The silly season has started up in the face of an election in the UK, but in this case it's not about something silly, but rather how absurdly badly politicians understand economics.
Which is very, very bad indeed.
Take a look at this at the Financial Times.
David Cameron of the Conservative Party, in this case my choice for the UK if I were to have one, despite what I will say here, because Brown is so utterly appalling, said this:
...that markets are a means to an end, and not an end in themselves. Markets are there to serve our society, not to suck the joy out of it or trample over its values.
Whoever wrote that has a rather serious case of wishful thinking, as well as an appalling understanding of what markets really are and what they do.
What is really going on?
First, read the Insight column by Russel Napier for the full story, but it boils down to this: governments, in their fervent - and highly misplaced - belief that everything is subservient to them, is after your savings. Mr. Napier's insight is indeed correct:
The roll back of the free market has already begun, driven by the necessity to support a fragile teetering tower of public debt. Commercial banks' new capital adequacy ratios already require banks to hold higher levels of government debt. In due course a transaction tax on financial instruments, apart from government debt, will come to pass. A 'Buffet Tax' which makes short termism expensive and forces owners to engage with managers will come to see as the natural solution to produce markets which 'serve our society'.
The ultimate weapon to force private savings to fund governments will be capital controls. To support public debt to GDP levels not seen since the second world war, we are likely to a see a return of similar forms of market constraints which were necessary in that era. The 'new normal' is not sub par economic growth. The new normal is the roll back of the free markets.
To coin a phrase, yikes.
What Mr. Napier is saying - quite correctly, too, I fear - is that government debt has, effectively, broken the markets.
And he is right.

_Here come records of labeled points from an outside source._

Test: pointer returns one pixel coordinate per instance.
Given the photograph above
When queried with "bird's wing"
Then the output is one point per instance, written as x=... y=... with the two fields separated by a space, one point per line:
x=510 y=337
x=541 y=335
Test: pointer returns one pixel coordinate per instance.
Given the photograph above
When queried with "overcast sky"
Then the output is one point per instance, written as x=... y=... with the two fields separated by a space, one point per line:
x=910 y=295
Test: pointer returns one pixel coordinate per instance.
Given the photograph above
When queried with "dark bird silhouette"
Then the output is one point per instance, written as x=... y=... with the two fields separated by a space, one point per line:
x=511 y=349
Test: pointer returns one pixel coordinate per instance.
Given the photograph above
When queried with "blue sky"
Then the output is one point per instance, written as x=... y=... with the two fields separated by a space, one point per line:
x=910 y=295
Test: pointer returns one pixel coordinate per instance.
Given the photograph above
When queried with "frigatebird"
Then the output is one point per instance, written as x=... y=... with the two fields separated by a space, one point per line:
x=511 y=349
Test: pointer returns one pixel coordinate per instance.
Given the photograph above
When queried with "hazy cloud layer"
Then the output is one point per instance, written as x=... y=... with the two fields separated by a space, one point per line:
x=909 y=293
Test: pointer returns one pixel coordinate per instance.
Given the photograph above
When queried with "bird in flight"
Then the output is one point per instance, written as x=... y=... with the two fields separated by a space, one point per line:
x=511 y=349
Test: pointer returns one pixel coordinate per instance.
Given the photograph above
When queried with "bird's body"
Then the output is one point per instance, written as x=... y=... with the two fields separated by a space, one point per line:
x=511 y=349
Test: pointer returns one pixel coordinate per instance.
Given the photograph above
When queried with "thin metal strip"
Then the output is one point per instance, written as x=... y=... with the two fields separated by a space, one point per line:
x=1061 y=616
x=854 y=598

There is too much debt out there for the markets, if allowed to work, to do anything but heavily discount the debt in order to sell it.
This, of course, leads to catastrophe, as the Gods of the Copybook Headings are still there, waiting for their hour of sacrifice and penance.

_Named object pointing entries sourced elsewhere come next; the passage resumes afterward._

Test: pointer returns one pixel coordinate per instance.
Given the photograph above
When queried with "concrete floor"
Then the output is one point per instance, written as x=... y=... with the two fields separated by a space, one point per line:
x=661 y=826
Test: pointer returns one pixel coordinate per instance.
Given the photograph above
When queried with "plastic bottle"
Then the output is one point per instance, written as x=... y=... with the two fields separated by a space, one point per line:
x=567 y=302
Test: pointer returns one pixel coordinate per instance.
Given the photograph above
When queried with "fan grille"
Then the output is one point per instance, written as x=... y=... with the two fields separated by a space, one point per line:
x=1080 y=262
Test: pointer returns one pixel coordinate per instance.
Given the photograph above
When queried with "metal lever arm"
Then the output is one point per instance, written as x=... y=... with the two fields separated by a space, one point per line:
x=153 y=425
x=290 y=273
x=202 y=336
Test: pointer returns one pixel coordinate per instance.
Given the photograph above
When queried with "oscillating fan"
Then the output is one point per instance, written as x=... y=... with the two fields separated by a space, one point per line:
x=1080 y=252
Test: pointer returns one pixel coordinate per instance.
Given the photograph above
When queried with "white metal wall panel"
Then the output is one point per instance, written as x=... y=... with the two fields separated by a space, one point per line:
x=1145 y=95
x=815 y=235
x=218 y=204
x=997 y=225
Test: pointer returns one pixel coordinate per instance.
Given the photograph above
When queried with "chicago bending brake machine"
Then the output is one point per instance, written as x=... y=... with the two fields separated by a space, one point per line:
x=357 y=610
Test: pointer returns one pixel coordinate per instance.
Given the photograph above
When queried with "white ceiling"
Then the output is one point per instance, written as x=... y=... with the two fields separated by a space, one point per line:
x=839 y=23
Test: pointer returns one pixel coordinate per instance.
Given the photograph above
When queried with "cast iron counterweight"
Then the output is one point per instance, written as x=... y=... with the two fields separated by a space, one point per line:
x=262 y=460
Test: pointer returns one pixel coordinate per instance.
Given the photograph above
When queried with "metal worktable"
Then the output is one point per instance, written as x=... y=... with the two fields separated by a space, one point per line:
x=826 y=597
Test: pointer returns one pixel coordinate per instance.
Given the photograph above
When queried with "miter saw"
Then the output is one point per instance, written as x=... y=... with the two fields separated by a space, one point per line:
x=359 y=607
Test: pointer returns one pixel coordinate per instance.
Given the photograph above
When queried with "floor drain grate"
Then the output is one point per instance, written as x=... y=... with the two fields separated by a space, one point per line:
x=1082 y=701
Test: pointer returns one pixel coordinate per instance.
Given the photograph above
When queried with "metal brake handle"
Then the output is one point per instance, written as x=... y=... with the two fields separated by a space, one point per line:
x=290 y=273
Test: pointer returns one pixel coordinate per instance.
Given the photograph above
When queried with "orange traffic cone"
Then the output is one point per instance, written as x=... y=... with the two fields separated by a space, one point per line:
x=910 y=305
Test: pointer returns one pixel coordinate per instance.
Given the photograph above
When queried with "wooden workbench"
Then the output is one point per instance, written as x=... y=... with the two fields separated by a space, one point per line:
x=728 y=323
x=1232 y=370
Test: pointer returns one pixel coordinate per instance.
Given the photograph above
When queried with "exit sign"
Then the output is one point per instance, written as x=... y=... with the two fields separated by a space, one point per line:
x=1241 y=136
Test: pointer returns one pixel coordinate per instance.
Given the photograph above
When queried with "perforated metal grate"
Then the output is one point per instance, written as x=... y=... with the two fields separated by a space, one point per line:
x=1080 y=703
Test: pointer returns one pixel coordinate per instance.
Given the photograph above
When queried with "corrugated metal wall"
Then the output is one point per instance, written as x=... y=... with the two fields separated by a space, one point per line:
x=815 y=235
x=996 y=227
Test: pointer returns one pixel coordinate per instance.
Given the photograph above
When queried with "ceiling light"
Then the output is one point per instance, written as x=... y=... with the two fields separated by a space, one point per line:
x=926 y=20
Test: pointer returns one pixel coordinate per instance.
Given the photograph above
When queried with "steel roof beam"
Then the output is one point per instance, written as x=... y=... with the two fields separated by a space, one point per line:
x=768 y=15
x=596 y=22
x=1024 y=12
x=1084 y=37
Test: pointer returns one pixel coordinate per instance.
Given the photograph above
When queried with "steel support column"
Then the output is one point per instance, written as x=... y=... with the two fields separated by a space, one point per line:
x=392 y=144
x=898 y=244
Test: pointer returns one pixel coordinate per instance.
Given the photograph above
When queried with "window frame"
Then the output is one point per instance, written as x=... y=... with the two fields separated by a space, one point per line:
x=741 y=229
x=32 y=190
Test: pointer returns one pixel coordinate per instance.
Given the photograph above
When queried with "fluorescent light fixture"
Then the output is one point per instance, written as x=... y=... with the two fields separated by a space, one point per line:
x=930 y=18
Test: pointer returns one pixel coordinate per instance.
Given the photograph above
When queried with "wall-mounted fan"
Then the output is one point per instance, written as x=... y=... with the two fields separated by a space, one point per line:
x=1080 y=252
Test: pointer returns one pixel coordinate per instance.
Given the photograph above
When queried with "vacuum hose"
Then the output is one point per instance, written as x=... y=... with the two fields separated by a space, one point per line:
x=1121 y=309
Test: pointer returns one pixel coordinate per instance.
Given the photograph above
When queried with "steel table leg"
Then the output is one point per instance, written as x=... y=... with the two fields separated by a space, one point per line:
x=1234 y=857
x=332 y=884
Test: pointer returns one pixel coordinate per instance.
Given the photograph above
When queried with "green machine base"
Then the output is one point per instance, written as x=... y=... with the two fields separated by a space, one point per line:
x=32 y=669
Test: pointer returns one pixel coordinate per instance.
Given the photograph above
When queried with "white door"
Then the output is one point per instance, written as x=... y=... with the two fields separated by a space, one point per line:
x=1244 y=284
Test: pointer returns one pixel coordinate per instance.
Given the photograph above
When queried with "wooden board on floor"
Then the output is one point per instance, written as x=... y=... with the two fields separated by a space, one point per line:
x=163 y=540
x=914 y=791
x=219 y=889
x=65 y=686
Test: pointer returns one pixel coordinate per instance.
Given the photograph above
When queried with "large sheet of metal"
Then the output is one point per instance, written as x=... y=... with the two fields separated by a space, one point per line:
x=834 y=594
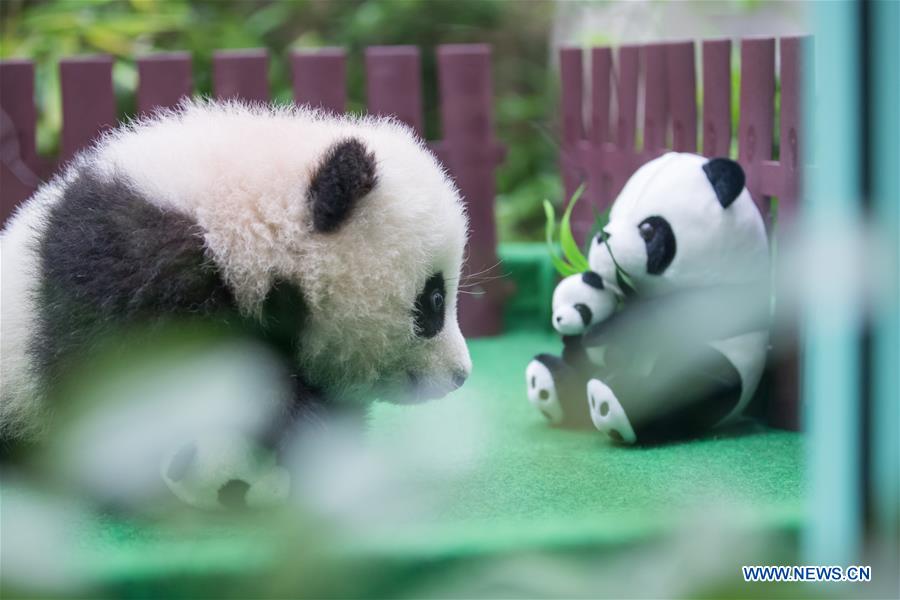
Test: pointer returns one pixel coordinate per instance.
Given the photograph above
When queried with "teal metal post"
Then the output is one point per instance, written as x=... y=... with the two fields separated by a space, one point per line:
x=831 y=323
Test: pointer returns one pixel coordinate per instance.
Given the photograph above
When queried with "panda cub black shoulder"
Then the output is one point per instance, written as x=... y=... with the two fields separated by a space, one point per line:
x=347 y=228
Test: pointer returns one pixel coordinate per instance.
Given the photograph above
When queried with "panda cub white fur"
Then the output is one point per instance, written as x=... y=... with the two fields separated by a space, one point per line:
x=687 y=351
x=346 y=233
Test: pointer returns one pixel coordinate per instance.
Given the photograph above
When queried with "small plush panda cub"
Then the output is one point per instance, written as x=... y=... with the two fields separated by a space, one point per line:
x=335 y=241
x=579 y=301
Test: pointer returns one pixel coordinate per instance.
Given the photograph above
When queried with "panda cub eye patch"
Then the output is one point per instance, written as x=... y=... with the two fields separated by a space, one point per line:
x=429 y=308
x=660 y=242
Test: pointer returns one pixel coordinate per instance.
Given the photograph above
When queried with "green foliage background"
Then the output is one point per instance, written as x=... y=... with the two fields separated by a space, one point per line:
x=525 y=92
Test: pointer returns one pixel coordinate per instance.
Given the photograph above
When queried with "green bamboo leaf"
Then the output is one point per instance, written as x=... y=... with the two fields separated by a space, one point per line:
x=567 y=240
x=561 y=266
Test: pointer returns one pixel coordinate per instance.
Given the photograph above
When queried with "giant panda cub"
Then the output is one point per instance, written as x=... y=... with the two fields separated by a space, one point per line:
x=345 y=232
x=686 y=352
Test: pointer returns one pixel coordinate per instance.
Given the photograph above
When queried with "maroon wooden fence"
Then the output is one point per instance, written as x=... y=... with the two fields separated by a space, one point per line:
x=601 y=145
x=469 y=148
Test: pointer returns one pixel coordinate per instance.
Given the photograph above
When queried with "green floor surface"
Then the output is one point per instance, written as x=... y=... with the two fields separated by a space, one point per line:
x=477 y=474
x=534 y=486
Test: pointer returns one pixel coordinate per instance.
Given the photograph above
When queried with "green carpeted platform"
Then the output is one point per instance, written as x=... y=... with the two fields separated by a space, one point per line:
x=534 y=486
x=477 y=474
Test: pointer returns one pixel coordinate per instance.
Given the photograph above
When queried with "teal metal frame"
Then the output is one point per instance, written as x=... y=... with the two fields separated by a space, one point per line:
x=832 y=326
x=830 y=361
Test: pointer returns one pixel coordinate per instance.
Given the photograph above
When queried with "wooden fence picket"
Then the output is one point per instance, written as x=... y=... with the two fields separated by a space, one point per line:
x=471 y=152
x=88 y=101
x=394 y=83
x=20 y=170
x=319 y=78
x=164 y=80
x=241 y=74
x=757 y=105
x=681 y=81
x=717 y=97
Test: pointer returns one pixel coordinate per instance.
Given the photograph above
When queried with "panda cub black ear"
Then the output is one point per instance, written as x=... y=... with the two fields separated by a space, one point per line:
x=727 y=178
x=345 y=175
x=592 y=279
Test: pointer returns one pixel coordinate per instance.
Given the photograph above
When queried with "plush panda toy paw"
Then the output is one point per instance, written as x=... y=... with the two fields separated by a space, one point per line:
x=226 y=471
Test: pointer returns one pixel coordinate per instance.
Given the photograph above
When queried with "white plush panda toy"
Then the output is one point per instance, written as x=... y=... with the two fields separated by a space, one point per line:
x=337 y=241
x=686 y=352
x=579 y=301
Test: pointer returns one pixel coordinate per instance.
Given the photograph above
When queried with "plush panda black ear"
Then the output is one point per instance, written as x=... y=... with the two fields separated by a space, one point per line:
x=727 y=178
x=346 y=174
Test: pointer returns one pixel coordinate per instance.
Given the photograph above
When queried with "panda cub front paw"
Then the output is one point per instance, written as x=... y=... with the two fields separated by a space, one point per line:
x=607 y=413
x=225 y=471
x=542 y=392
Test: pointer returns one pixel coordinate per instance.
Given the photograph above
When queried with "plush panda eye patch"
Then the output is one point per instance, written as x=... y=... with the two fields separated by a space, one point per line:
x=584 y=312
x=430 y=307
x=660 y=242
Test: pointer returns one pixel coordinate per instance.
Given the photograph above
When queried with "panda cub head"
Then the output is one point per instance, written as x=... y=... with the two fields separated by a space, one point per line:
x=683 y=221
x=344 y=232
x=580 y=301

For politicians to believe that markets are there to serve the state, to serve "society" (whatever that may mean), is the same as saying that the politicians disdain what the markets are telling them, that they believe the markets need to stop speaking truth to power, as it were: markets always do this. Markets are dull, devastating and ruthless: markets don't care if government debt of these almost biblical proportions is going to fund a politician's mistress (or master), to pay for actual improvements to infrastructure, or whatever; all that markets care about is supply and demand.
Right now, government debt is increasingly unattractive: low interest rates, increasing likelihood of sovereign default as the less inconvenient solution to government largess (less inconvenient for the politicians, to be sure), and bond prices that remain too high for the actual return, reflecting the mistaken belief of safe haven. In order to make the sales of bonds more attractive, then, as far as the politicians are concerned, then the bloody markets will just have to knuckle down and buy our bonds, since there is, for the politicians, no alternative.
The supply of political foolishness is virtually inexhaustible. The demand is nil.
Taking control over the markets to ensure their political subservience to the whims of their masters. The governments of this world, the ones running up massive debts for anything but the most existential reasons (debt at these levels should never be seen outside of full-blown wars), will have to take your money - my money, her money, his money, the children's college savings - in order to service the debt.
That way lies the madness that always comes before the Gods of the Copybook Headings return.